There's a difference there...
That's quite a reasonable mistake to make. Thinking any silver blob next to a banana turns the banana into a toaster is not.
The human will apply the categories learned, and adjust if you say "no it's not". The AI can't without expensive retraining from scratch, and such retraining is liable to taint existing detection too. The human learns, the machine doesn't (despite the moniker "machine learning").
Everywhere I see computers replacing humans they are incredibly dumbed down and not applying intelligence at all. Supermarket checkouts... are they "guessing" user's ages like humans do? No. They need a human. You use computers and machines where you can describe the task required exactly. If you can't it has unreliable and unpredictable results. Anywhere it matters, you have a human. Anywhere it doesn't matter (e.g. a banana factory), well, it doesn't matter. Human or computer are on a par because the computer might be quicker but it's dumber too.

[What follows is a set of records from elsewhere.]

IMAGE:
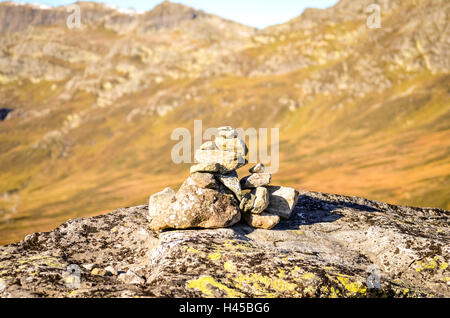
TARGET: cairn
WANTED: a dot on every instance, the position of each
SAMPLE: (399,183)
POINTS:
(214,197)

The car park wouldn't let me out last night as it read my number plate (beginning with LL) as something else for the ticket (beginning with CL). I had to actually put the ticket into the machine.
Pretty much this is what AI / ML / recognition has always been... works okay, but far from infallible, and only utilised where it doesn't matter about being wrong. Voice recognition literally cannot understand my voice, but all humans who speak my language can. Image recognition is essentially atrocious and easy to mislead without extra controls. Text recognition is the entire basis of using CAPTCHAs... computers are so bad at it and always have been (who actually OCRs nowadays?). Anything requiring interpretation of complex data... don't give it to a machine unless the machine is told exactly what to do.
This is precisely why you don't want a "self-driving" car, by the way. Not that you can't make a self-driving car. But one that tries to be human to self-drive is a dangerous and unreliable beast.
We are literally DECADES at least from any decent amount of AI, I would actually posit that we DON'T have it, in any substantial form, today. Precisely because you cannot tell what it's doing, therefore cannot control it sufficiently, therefore cannot fix it when it's wrong.